Key Takeaway
Court of Appeals ruling on Preferred Mutual v Donnelly establishes less restrictive test for insurance mailing requirements and proper notice procedures.
Preferred Mut. Ins. Co. v Donnelly, 2014 NY Slip Op 02328 (2014)
I am going to say that this is a much less restrictive test than what was set up in the 1979 decision of Nassau v. Murray. The pertinent portion of the Fourth Department case that was affirmed is cited below. Does your mailing affidavit hit these key points?

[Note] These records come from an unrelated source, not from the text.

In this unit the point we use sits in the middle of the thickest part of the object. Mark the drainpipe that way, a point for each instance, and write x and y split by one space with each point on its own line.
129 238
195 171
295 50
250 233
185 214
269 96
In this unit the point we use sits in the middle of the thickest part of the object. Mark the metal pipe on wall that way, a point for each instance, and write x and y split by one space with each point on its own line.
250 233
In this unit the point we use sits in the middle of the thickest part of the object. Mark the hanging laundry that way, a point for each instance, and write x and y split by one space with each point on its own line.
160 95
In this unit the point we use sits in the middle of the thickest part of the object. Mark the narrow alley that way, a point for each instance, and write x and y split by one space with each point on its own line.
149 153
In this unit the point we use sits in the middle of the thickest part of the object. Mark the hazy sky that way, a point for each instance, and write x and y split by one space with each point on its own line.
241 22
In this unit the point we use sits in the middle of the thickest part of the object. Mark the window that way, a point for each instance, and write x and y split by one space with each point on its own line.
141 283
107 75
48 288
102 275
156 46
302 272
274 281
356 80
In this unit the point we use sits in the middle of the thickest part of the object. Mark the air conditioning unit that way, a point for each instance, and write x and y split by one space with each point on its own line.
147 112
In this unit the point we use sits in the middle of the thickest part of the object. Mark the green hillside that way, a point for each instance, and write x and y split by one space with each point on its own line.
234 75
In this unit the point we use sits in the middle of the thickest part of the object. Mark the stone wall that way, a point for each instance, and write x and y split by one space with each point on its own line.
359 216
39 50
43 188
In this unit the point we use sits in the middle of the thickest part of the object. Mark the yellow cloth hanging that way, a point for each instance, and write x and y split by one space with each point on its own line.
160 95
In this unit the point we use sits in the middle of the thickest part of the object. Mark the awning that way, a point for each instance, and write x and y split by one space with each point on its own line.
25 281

“The Appellate Division correctly determined that the plaintiff-insurer presented sufficient evidence of a regular office practice to ensure the proper mailing of notifications to insureds so as to raise the presumption that such a notification was mailed to and received by the insured. Specifically, the plaintiff-insurer submitted an affidavit from an employee who had personal knowledge of the practices utilized by the insurer at the time of the alleged mailing to ensure the accuracy of addresses, as well as office procedures relating to the delivery of mail to the post office. Thus, the plaintiff-insurer provided proper notice of the amendment to the policy upon renewal adding the relevant exclusion. Defendant’s remaining contentions are without merit. ”
This was what was affirmed at 111 AD3d 1242 (4th Dept. 2013):
“Specifically, the evidence established the procedure used by plaintiff for generating notices whenever an insurance policy was amended, and the documentary evidence established that a notice was generated for Donnelly’s policy during the year in which the lead exclusion was added to the policy. In addition, plaintiff submitted evidence that it placed the notices in envelopes with windows so that the address on the notice was the one used for mailing. The envelopes were then delivered to the mail room, where they were sealed and the appropriate postage was added. Thereafter, the mail was hand delivered to the post office that was located adjacent to plaintiff’s parking lot.
While we agree with the dissent that there was no evidence submitted of a practice to ensure that the number of envelopes delivered to the mail room corresponded to the number of envelopes delivered to the post office (see Clark v Columbian Mut. Life Ins. Co., 221 AD2d 227, 228-229 ; Matter of Lumbermens Mut. Cas. Co. , 135 AD2d 373, 375 ; cf. Matter of State-Wide Ins. Co. v Simmons, 201 AD2d 655, 656 ), we do not deem the absence of such evidence fatal to plaintiff’s motion in light of the detailed description of all of the other office practices geared toward ensuring the likelihood that the notices were always properly addressed and mailed
My observation is that the Court of Appeals probably required less than what the Fourth Department required. Does your affidavit recite how and when the document is generated and that the address has an indicia of accuracy? Does your affidavit discuss the placement of the documents into envelopes and the placement of postage? Does your affidavit discuss the trip to the mail room and, later, the trip to the post office?